Reword the oddly negative standfirst – try “36.2% Britons visited a library in the last year” instead – and the picture isn’t quite as bleak as the article makes out. You could also point to ambitious projects in Birmingham and Manchester.

But there is a clear downward trend.

Better minds than mine will explain the reasons for this, but I suspect it’s a combination of three things:

  • Lack of investment. Libraries become shabbier, offer fewer exciting, new things and become less attractive places to visit.
  • Competition. It’s very easy to download a book from Amazon or a free classic from Project Gutenberg.
  • Lack of direction. What are libraries for now? Should they be a place where you can find texts, or are they ‘third spaces’? A combination? And what does either mean in these times?

These factors affect each other. It’s difficult to come up with a ‘vision’ for libraries while the service is being cut.

On the plus side (maybe) visits to library websites are up. In 2005–06 8.9% of the public visited a library website. In 2012–13 the figure stood at 16.9%.

This is a somewhat murky figure – it doesn’t seem that high to me – although the report describes it as “a significant increase”. I suspect Amazon’s visitor figures are slightly more impressive.

Nonetheless, there’s a trend here. Less people are visiting libraries, more people are visiting library websites.

Who’s thinking about library websites?

Apart from me, obviously :-)

If more people are visiting library websites this is good news for the library service and the public. Whether you borrow a physical or virtual book, you’ll still read the thing.

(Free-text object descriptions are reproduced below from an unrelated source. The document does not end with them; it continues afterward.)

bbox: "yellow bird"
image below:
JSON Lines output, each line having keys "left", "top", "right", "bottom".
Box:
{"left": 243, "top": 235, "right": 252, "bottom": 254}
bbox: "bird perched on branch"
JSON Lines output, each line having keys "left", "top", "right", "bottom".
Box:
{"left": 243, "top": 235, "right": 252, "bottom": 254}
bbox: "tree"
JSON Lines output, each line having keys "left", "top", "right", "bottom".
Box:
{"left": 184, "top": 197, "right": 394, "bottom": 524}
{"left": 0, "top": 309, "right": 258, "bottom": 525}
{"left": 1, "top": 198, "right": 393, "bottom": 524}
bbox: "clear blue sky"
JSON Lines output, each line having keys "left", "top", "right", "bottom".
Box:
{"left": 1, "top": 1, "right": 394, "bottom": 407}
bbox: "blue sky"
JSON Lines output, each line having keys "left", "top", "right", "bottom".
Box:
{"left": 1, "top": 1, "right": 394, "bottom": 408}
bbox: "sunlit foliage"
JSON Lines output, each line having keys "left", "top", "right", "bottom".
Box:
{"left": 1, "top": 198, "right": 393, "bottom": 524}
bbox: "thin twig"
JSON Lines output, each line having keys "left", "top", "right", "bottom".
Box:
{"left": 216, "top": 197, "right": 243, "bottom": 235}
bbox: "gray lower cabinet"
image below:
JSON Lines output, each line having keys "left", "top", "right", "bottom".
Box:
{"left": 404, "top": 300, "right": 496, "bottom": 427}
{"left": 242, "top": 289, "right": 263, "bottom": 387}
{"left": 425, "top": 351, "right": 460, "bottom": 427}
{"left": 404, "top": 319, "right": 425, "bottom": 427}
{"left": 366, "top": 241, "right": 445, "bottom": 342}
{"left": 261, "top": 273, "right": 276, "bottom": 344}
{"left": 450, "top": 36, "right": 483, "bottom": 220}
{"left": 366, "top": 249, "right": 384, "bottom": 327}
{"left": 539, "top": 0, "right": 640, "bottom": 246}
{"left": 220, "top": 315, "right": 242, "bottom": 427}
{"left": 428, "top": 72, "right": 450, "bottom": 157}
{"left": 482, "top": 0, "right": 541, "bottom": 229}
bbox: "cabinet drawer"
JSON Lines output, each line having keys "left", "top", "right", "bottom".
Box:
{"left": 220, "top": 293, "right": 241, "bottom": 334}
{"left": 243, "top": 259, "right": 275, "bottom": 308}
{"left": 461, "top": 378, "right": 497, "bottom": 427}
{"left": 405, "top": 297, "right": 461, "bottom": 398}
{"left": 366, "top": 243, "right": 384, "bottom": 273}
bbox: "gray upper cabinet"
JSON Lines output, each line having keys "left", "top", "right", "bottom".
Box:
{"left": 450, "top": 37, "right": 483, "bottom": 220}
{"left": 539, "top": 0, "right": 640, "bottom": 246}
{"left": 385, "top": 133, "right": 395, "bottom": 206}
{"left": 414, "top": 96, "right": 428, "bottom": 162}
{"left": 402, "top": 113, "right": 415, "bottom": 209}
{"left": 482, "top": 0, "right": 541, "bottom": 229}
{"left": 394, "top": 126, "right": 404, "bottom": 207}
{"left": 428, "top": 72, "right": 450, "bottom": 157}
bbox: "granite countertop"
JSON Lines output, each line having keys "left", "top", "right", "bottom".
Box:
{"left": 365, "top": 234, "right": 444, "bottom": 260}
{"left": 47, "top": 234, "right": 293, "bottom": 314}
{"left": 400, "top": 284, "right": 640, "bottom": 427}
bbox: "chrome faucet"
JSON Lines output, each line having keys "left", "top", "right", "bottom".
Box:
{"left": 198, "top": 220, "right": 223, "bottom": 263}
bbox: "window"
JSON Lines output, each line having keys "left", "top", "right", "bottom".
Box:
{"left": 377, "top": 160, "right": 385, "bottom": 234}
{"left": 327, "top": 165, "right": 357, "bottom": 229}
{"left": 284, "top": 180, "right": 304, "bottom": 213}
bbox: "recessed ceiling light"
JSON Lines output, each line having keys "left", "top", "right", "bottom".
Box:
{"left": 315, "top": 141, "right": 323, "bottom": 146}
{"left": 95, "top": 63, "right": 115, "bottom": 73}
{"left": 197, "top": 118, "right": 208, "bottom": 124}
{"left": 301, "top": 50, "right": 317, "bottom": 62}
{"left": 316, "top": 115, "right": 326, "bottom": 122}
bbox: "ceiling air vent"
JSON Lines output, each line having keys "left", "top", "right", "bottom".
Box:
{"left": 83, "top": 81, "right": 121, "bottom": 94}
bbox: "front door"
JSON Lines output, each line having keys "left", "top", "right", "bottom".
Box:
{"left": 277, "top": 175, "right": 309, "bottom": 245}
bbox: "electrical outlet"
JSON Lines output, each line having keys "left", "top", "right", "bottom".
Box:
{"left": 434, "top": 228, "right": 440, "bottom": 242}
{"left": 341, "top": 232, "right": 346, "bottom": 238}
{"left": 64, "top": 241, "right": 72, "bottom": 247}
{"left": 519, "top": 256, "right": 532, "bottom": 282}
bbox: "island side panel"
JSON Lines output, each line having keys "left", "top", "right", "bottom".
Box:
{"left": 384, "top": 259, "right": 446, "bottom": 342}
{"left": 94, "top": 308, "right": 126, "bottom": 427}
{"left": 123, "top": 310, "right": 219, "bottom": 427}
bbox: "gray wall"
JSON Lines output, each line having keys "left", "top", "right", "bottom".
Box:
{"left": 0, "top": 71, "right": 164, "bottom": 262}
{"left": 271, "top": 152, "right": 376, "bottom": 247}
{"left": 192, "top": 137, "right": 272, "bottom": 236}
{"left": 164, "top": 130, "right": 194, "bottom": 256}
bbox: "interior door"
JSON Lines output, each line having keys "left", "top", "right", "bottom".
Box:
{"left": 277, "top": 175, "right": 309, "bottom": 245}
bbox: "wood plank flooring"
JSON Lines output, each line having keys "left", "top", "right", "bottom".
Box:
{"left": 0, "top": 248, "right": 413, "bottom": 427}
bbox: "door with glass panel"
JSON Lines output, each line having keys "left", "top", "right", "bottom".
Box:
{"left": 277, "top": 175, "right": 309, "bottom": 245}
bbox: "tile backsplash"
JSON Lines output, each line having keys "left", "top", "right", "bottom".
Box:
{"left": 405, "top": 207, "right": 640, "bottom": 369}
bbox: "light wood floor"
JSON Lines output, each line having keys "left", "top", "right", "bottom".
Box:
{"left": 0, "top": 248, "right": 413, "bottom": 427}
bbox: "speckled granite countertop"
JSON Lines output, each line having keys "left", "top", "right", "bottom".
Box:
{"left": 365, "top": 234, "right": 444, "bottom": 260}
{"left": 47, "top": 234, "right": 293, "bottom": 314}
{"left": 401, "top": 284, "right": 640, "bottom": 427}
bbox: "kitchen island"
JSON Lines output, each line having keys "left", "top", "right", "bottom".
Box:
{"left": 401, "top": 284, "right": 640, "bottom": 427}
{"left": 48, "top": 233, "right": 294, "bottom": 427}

Yet how much effort is put into the website ‘vision’? While Manchester and Birmingham build awesome new libraries, their websites remain dire: splintered, unfriendly, difficult to use. A joke compared to Amazon and Google.

The most important functions of a library website are to search, reserve and download books. Yet catalogue searches are literal, frustrating experiences, light years behind Google, Amazon et al .

The ebook service has been outsourced with nary a thought – the biggest ebook provider isn’t even based in the UK, while catalogues sit in several separate places, away from the library’s website. You can’t download a UK library book to a Kindle.

Maybe that’s why there’s only been an 8% increase. It makes perfect sense that more people use library websites – but the increase should be in three figures.